Предки Григория – как отмечают его восторженные почитатели из Франкии – были сенаторами. Это, конечно, преувеличение, но заслуживающее понимания: в новом папе и впрямь было нечто от ушедшей в прошлое эпохи величия Рима. В наследство ему достался дворец на Целийском холме, в центре города, и несколько поместий на Сицилии; он служил городским префектом – эта должность существовала в Риме со времён Ромула – и шесть лет прожил в Константинополе, среди новой имперской знати. Впрочем, Григорий не питал иллюзий относительно Рима и реальных масштабов постигшего город упадка. В городе, который в лучшие годы мог похвастаться миллионным населением, жителей осталось не более двадцати тысяч. Колонны, воздвигнутые Августом, были увиты сорняками, фронтоны возведённых в честь Константина зданий – покрыты чёрной грязью. Огромное пространство, которое должно было служить центром мира и на протяжении веков застраивалось дворцами, триумфальными арками, ипподромами и амфитеатрами, ныне превратилось в безжизненную пустошь, в царство заброшенных руин. Даже сената более не существовало. По завершении таинства новый папа вышел из храма на улицы объятого чумой города, поднял взор к небу и объявил, что видит дождь из стрел, пущенных из незримого лука. Позднее он выражал опасение, что жизнь исчезнет из города вовсе. «Так как сената нет, народ изгиб; и несмотря на то, среди немногих, которые остались, ежедневно умножаются скорби и воздыхания: то Рим горит уже после опустошения» [370].
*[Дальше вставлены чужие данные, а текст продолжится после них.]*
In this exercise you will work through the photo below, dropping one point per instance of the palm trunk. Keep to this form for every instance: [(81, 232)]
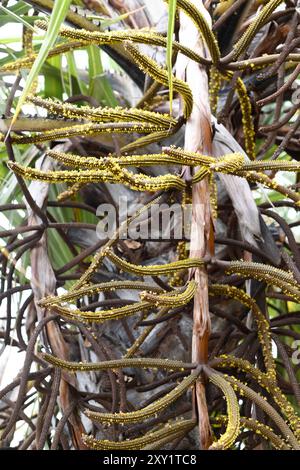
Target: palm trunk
[(198, 138)]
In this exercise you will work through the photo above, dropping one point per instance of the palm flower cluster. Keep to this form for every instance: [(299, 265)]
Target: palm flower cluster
[(186, 343)]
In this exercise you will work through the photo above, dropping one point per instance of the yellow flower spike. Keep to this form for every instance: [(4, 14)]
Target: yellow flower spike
[(198, 18), (154, 270), (148, 411), (95, 289), (233, 427), (139, 362), (172, 299), (164, 434), (241, 45), (113, 37), (150, 67), (267, 273), (86, 130), (101, 114)]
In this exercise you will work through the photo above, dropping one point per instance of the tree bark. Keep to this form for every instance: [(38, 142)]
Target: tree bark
[(198, 138)]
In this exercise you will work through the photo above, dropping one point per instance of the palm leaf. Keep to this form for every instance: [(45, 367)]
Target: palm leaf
[(59, 12)]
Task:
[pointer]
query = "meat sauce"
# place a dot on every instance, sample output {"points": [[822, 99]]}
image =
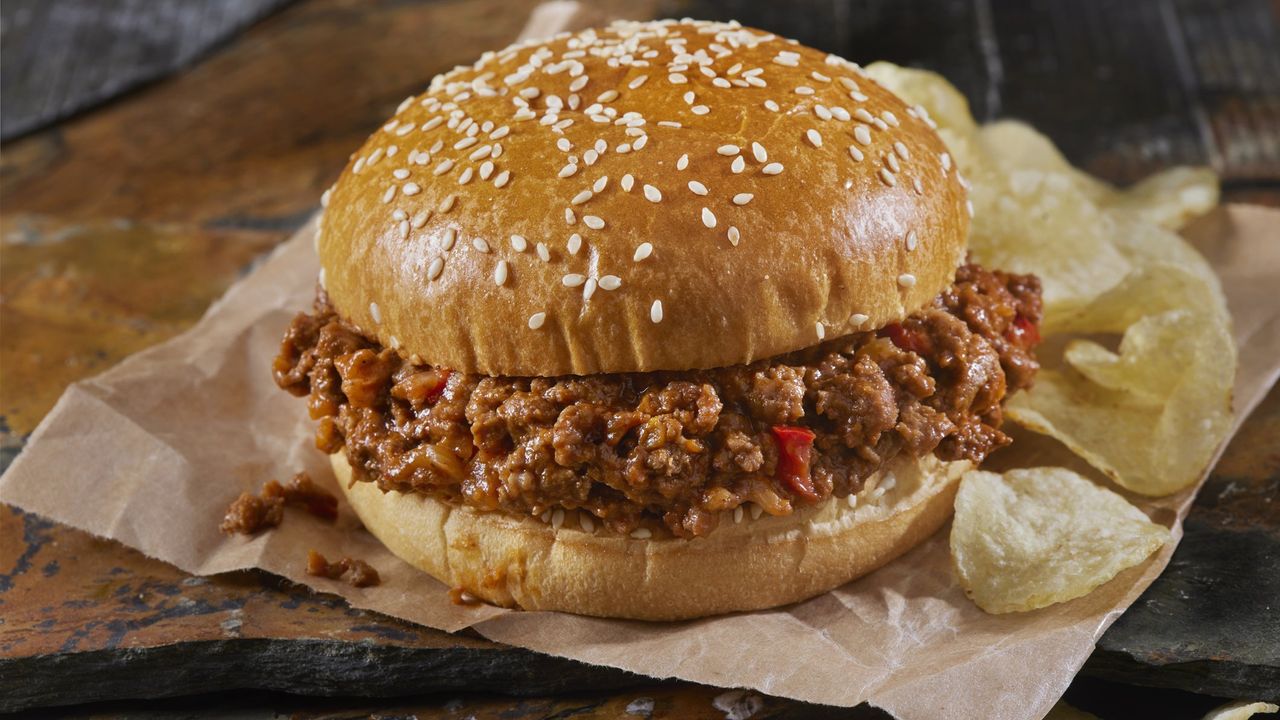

Григорий, однако, не предавался унынию. Он никогда не сомневался в возможности спасения от чумы через искупление. «Ибо благой и милосердный Бог хочет, чтобы мы своими молитвами добивались у него прощения…» [371] И толпы, внимавшие исходившим из уст папы словам надежды, готовы были внимать. Привязанность римского народа к древним «религиям» (religiones) – обрядам и ритуалам, вокруг которых веками выстраивалась жизнь города, – осталась в прошлом. А ведь всего за сто лет до Григория один из его предшественников с ужасом взирал на юношей в одних набедренных повязках, бегавших по всему Риму и стегавших женщин по груди ремнями из козьих шкур, – это был обряд, совершавшийся в феврале ежегодно со времён Ромула. Ещё пятьюдесятью годами ранее другой папа ужасался тому, что его паства приветствует рассвет, кланяясь солнцу. Но те времена миновали. На смену языческим ритмам жизни города пришли христианские – ежедневные, еженедельные, ежегодные. Само слово «религия» (religio) поменяло значение: теперь так именовался образ жизни монахов. Григорий не просто призывал к покаянию других – он сам превратил свой дворец на Целии в монастырь и жил в нём жизнью монаха, принёс обеты бедности и целомудрия, став живым воплощением этого понимания «религии». Поэтому римский народ внял призывам своего папы. День за днём римляне ходили по улицам, вознося к небесам молитвы и распевая псалмы. Чума не щадила участников этих процессий, некоторые падали замертво – всего восемьдесят человек. Но на третий день небеса вняли мольбам: дождь из стрел наконец прекратился. Смерть отступила. Римский народ был спасён от истребления.

Язычники, выросшие на поэмах Гомера, вполне могли приписать вспышку чумы мстительности оскорблённого Аполлона. Христиане до такого не опускались. Григорий не сомневался, что одна из причин страданий, ставших приметой времён, в которые ему довелось жить, – человеческая греховность. Бог, присутствие которого можно уловить в каждом дуновении ветра, в каждом проплывающем облаке, всегда рядом – и никому не под силу избежать суда Его. Чтобы в очередной раз в этом убедиться, Григорию достаточно было вспомнить о собственных грехах: «…грешу ежедневно…» [372]. Но это не означает, что спасение для грешного человечества недостижимо. Христос умер на Кресте не напрасно. Надежда у людей оставалась. Пытаясь осмыслить бедствия, обрушившиеся на Италию, Григорий обратился прежде всего к Книге Иова. Её герой, ни в чём не повинный, был отдан в руки Сатаны и доведён до вопиющего убожества, но переносил страдания исключительно стойко. Григорий верил, что нашёл в этой Книге ключ к пониманию страшных бедствий своего времени: в мире вновь орудовал Сатана. Как когда-то Иов был низвергнут во прах, так теперь праведники страдали от бед вместе с грешниками. «Города повержены, крепости разорены, церкви разрушены, нет на нашей земле ни единого земледельца. Нас, немногих, пока ещё остающихся здесь, среди несчастий, вызванных постоянными ударами свыше, непрестанно разит меч человеческий» [373]. Перечислив эти кары, Григорий не замедлил добавить, что, по его убеждению, они предвещали. «Значит, видим бедствия мира, о которых давно уже слышали, что они начнутся. <…> Во времена погибели всего…» [374]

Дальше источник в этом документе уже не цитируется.